By JAMES MITCHELL
Sunday Times Newspapers
TAYLOR — Recently appointed City Treasurer Lynn Cleary said city officials may be in a no-win situation: Fulfill an obligation to present a balanced budget; or cancel retirement benefits promised elected officials by previous administrations.
“I understand that some of these things are going to hurt,” Cleary said. “But if you say no to one thing you have to find something to replace it.”
Cleary, who accepted the treasurer’s responsibilities after city officials wrestled with the appointment for months, previously served as superintendent for Lincoln Consolidated Schools before retiring in June. Last month she took over the treasurer’s office vacated in June 2011 by Wayne Avery.
The first weeks on the job have been a learning curve for Cleary, who said the city has difficult decisions to make. A study session Thursday evening was one of many planned between now and a deadline for preparing a balanced budget.
The second and likely final extension for city officials to submit a deficit reduction plan to the state is April 9. A final regular meeting prior to that deadline Aug. 3, is expected to include debate on how to remove more than $5 million from the budget.
Failure by city administrators to present a plan for eliminating the debt within five years could result in Emergency Financial Management takeover of the city’s administration.
Last week’s regular council meeting featured a proposal to eliminate benefits for part-time and retired elected officials, a move that could save the city $180,000 annually. Mayor Jeffrey Lamarand asked the council to approve a resolution to eliminate non-vested benefits for past elected officials, current part-time elected officials on city council, and future retirees who may have been entitled to the benefits.
“The city is hemorrhaging money and we need to scrape for every nickel to slow the bleeding,” Lamarand said.

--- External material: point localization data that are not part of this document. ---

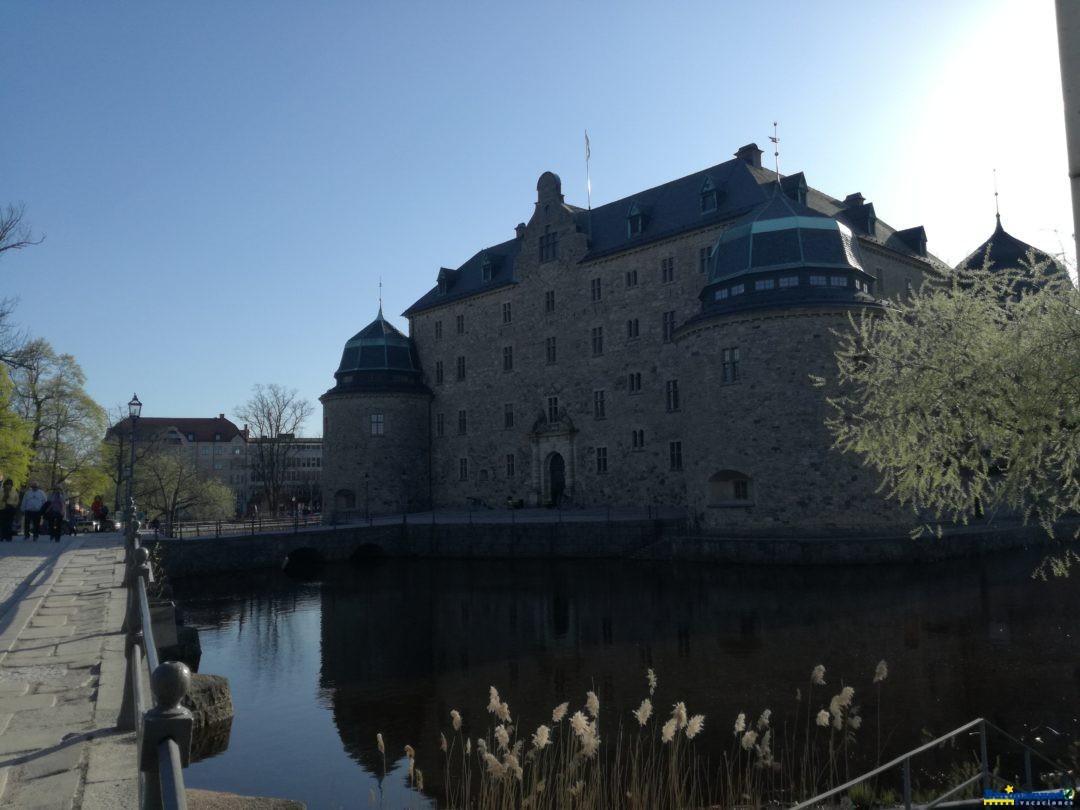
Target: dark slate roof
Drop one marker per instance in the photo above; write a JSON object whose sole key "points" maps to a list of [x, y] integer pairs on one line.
{"points": [[468, 280]]}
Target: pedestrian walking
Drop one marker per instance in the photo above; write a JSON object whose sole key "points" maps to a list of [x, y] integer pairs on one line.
{"points": [[9, 505], [34, 502]]}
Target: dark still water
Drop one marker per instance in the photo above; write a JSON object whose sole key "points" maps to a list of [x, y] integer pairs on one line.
{"points": [[318, 667]]}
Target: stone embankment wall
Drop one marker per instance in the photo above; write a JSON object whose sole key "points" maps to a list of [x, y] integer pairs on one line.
{"points": [[639, 540]]}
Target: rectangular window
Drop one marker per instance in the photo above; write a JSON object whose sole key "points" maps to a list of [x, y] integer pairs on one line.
{"points": [[667, 270], [672, 394], [669, 326], [552, 408], [729, 365], [598, 409], [675, 450]]}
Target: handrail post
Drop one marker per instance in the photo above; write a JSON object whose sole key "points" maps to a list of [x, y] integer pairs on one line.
{"points": [[166, 720]]}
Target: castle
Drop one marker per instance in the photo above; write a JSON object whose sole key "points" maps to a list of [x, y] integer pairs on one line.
{"points": [[656, 350]]}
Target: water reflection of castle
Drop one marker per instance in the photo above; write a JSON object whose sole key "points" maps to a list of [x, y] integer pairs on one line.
{"points": [[405, 643]]}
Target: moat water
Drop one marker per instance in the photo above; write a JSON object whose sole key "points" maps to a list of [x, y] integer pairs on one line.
{"points": [[319, 665]]}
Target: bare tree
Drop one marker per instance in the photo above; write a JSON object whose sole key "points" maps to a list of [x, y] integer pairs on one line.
{"points": [[274, 416]]}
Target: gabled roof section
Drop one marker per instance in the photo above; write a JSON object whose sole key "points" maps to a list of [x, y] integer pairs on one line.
{"points": [[468, 280]]}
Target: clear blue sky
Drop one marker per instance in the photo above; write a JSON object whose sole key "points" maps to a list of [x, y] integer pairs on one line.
{"points": [[223, 185]]}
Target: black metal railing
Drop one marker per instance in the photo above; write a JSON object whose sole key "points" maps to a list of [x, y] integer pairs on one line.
{"points": [[163, 730]]}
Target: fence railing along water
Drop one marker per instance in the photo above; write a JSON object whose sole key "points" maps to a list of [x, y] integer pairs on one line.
{"points": [[163, 730]]}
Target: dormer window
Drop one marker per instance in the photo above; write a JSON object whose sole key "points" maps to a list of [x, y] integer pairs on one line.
{"points": [[707, 197], [635, 221]]}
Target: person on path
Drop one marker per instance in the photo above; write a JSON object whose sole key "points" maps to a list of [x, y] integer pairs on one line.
{"points": [[54, 514], [9, 505], [34, 502]]}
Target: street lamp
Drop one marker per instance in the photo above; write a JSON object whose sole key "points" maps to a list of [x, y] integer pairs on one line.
{"points": [[134, 409]]}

While on city council, Lamarand made a similar proposal in 2008 that was voted down. The ordinance was amended in 2009 to eliminate benefits for future members of council elected after 2009; Lamarand was the first full-time official affected by the change, which he supported.
City Council Chair Cheryl Burke, also affected by the 2009 resolution, supported the proposal.

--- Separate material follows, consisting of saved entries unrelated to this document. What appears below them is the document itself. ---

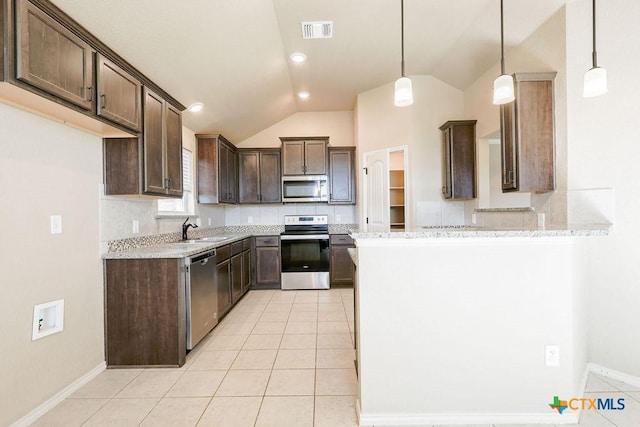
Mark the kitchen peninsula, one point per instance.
(453, 324)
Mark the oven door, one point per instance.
(305, 261)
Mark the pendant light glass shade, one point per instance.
(403, 92)
(595, 80)
(503, 92)
(403, 89)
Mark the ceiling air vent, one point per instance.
(317, 30)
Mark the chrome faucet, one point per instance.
(185, 227)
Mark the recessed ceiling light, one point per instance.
(298, 57)
(196, 106)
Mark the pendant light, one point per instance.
(503, 91)
(403, 90)
(595, 80)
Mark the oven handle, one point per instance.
(304, 237)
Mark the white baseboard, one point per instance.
(46, 406)
(466, 418)
(616, 375)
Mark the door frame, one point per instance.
(407, 188)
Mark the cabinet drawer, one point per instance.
(246, 244)
(223, 253)
(236, 248)
(268, 241)
(341, 239)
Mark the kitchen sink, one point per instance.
(213, 239)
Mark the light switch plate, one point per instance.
(56, 224)
(552, 355)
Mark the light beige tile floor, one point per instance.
(279, 358)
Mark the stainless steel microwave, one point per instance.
(304, 188)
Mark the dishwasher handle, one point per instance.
(201, 258)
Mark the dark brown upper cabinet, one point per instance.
(55, 66)
(119, 95)
(217, 169)
(162, 147)
(52, 58)
(304, 156)
(342, 177)
(459, 159)
(150, 164)
(259, 176)
(527, 135)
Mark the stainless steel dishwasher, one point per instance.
(201, 298)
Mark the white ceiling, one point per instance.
(234, 55)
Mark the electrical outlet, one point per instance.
(56, 224)
(541, 220)
(552, 355)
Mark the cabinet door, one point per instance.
(173, 137)
(508, 145)
(208, 163)
(463, 160)
(249, 178)
(267, 265)
(315, 157)
(52, 58)
(446, 163)
(236, 278)
(119, 95)
(154, 179)
(341, 176)
(269, 177)
(293, 158)
(342, 269)
(233, 176)
(223, 283)
(535, 136)
(246, 270)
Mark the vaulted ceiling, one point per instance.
(234, 55)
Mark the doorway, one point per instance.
(385, 190)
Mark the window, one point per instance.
(185, 205)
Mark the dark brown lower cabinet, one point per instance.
(341, 270)
(223, 280)
(145, 318)
(236, 271)
(267, 265)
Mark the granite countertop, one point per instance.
(174, 249)
(168, 246)
(471, 232)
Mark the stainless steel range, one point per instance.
(305, 252)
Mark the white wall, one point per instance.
(339, 127)
(118, 213)
(442, 344)
(381, 125)
(47, 168)
(603, 151)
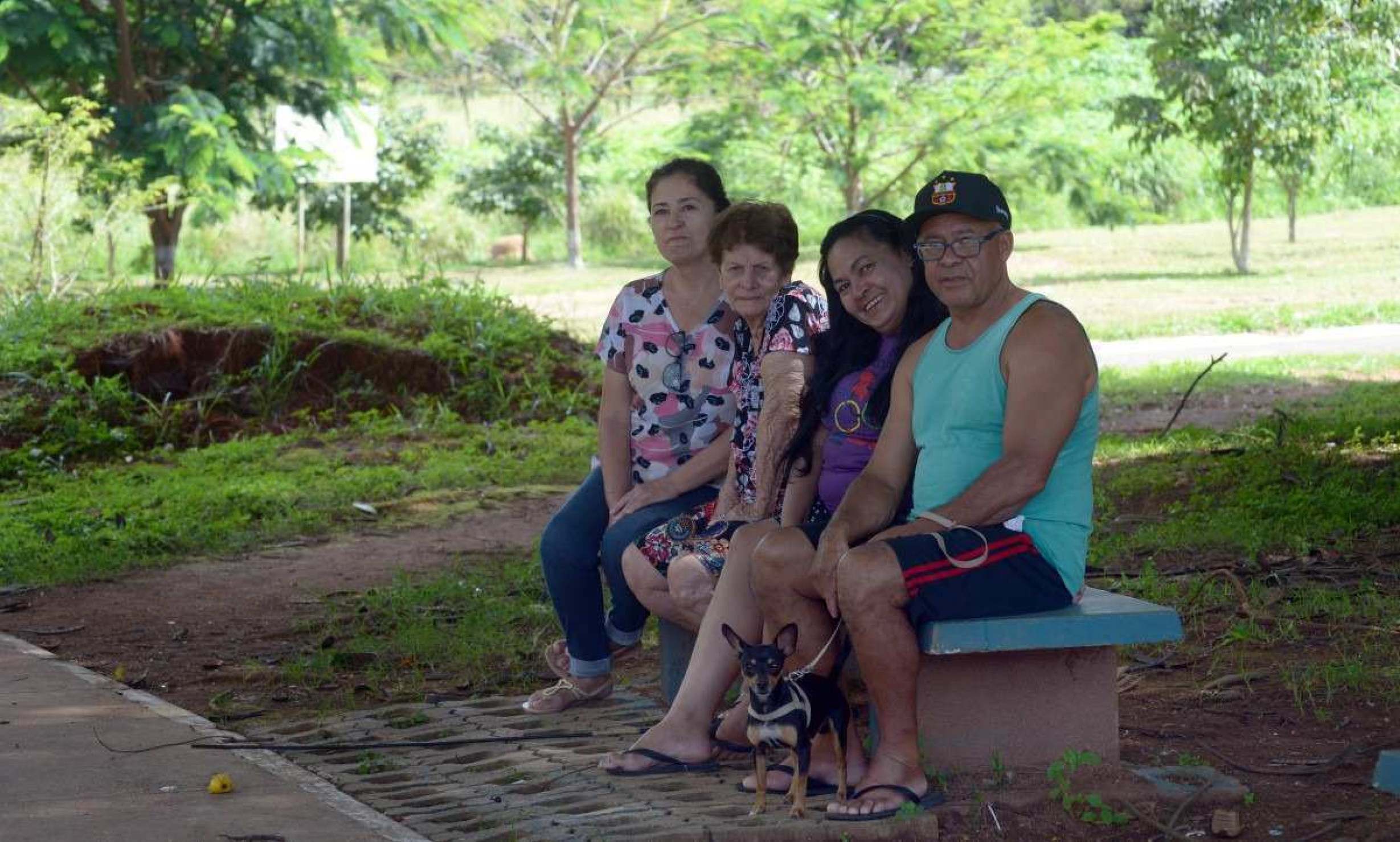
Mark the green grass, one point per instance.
(479, 627)
(464, 348)
(1168, 382)
(103, 520)
(1151, 281)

“Most people this affects have another option,” Burke said. “I believe many of them would say they are fortunate to have received these extra benefits this long.”
Not everyone agreed, and a four-hour study session Monday failed to result in a vote of approval during Tuesday’s meeting. Instead, the matter was tabled for further consideration. City Clerk Mary Ann Rilley and Councilman John Delo said that the city made a promise to those who served, and eliminating benefits would diminish the value of elected officials.
“Benefits are a very sensitive issue,” Cleary said. “But one that can be looked at as one piece of the puzzle.”
Cleary said that Thursday’s study session took a long look at possible budget reductions, which combined with new revenue sources could resolve the issue.
As the deadline approaches, city officials will continue to meet, hold study sessions and negotiate with employee unions in hopes of trimming more than $5 million worth of expenses. Consideration of seeking a Headlee amendment override to generate revenue was cancelled, and officials said that cuts, layoffs and service reductions are the only means left for balancing the budget.
“I’m an optimist,” Cleary said. “I think we will come to an agreement and avoid takeover.”